Mais d’autres facteurs intrinsèques doivent également être pris en compte : un coût du capital plus faible pour les entreprises engagées dans une trajectoire ESG et souvent de meilleures performances financières.
Sur la base d’une analyse de diverses études, EY (cité précédemment) a montré que de nombreux indicateurs liés à la création de valeur, tels que les marges opérationnelles ou le retour sur capital investi, évoluaient favorablement tout au long du parcours vers l’excellence ESG. En moyenne, les marges nettes peuvent connaître une baisse à court et moyen terme. Cependant, l’évolution de l’ensemble des paramètres de valorisation – y compris le coût du capital – conduit souvent à une augmentation de la valeur.
Selon cette étude, les entreprises durables ont surperformé leurs pairs du secteur en termes d’EBITDA, d’EBIT et de bénéfice net. D’autres recherches rejoignent cette conclusion : la méta-étude de l’Université d’Oxford, « From the Stockholder to the Stakeholder », a mis en évidence que pour 88 % des entreprises étudiées, de solides pratiques ESG entraînaient de meilleures performances opérationnelles.

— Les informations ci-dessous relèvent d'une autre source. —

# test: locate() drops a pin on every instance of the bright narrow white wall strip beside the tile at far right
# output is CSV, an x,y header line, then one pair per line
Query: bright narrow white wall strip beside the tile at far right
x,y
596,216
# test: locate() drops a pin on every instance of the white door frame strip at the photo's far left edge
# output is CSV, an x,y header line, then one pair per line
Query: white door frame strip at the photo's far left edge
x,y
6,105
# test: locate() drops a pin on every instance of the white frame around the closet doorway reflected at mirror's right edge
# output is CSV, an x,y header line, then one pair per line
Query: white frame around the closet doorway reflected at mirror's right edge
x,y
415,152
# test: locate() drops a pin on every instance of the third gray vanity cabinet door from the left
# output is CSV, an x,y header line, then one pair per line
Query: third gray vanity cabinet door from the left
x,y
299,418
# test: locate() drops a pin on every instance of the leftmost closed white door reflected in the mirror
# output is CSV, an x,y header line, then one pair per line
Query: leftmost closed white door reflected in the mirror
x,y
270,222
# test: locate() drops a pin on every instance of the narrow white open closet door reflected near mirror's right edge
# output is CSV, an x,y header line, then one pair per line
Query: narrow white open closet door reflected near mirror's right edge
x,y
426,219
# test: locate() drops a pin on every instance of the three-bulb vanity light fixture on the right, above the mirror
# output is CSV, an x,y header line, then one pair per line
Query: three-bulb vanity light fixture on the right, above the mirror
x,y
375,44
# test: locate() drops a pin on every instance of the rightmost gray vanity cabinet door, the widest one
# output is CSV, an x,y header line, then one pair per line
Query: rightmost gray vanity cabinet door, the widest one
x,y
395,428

De nombreuses raisons peuvent expliquer cette observation.
En somme, les dirigeants d’entreprises engagés en ESG sont également vertueux en matière de résilience économique et de création de valeur à long terme.
Gageons que les conseils en M&A sauront appréhender ces nouvelles facettes des modèles économiques des entreprises, en promouvoir les meilleurs aspects et la matérialité de leur potentiel de progression, au profit de toutes les parties prenantes.
Cet article a été rédigé par Pierre ROUX – MBA Capital Marseille
[1] Le terme anglais de stakeholder, que l’on rencontre abondamment dans la littérature concernant l’ESG, n’a pas d’équivalent parfait en français. On le retrouve le plus souvent sous sa traduction littérale, à savoir « parties prenantes », une terminologie à notre avis insuffisamment explicite. Une définition claire en est donnée par https://www.novethic.fr/entreprises-responsables/qui-sont-les-parties-prenantes-de-lentreprise.html
[2] La CSRD, entrée en vigueur en France en janvier 2023, remplace la NFRD (Non-Financial Reporting Directive), qui s’appliquait pour les grandes entreprises de l’Union Européenne depuis 2014. Les grandes entreprises françaises devaient ainsi établir annuellement une Déclaration de Performance Extra-Financière (DPEF).
[3] L’EFRAG est un groupe consultatif sans but lucratif dont la mission principale est de promouvoir la Voix Européenne dans l’élaboration des normes comptables internationales (IFRS). En 2020, l’EFRAG a été chargé de conseiller la Commission européenne sur l’élaboration des normes communes d’informations extra-financières, ayant donné naissance à la CSRD.
[4] Ces 12 normes couvrent notamment les facteurs environnementaux, dont la protection de la biodiversité, le changement climatique, la pollution (de l’atmosphère, de l’eau et des sols), les ressources (en matières premières et en eau) et le cycle des déchets, les facteurs sociaux, parmi lesquels les droits humains tout au long de la chaîne de valeur, la prévention des accidents au travail, l’emploi de personnes en situation de handicap, la formation des employés, le dialogue social et les questions de gouvernance, dont la lutte anti-corruption, la transparence en matière de rémunération des dirigeants, la féminisation et l’indépendance des conseils d’administration et les relations avec les fournisseurs…
[5] https://www.ey.com/en_ph/real-world-strategy/how-companies-can-link-esg-to-long-term-value
[6] L’alpha, ou seuil de signification, est un terme statistique désignant le seuil de variabilité à partir duquel les résultats d’un test sont jugés fiables, c’est-à-dire indiquant une différence significative.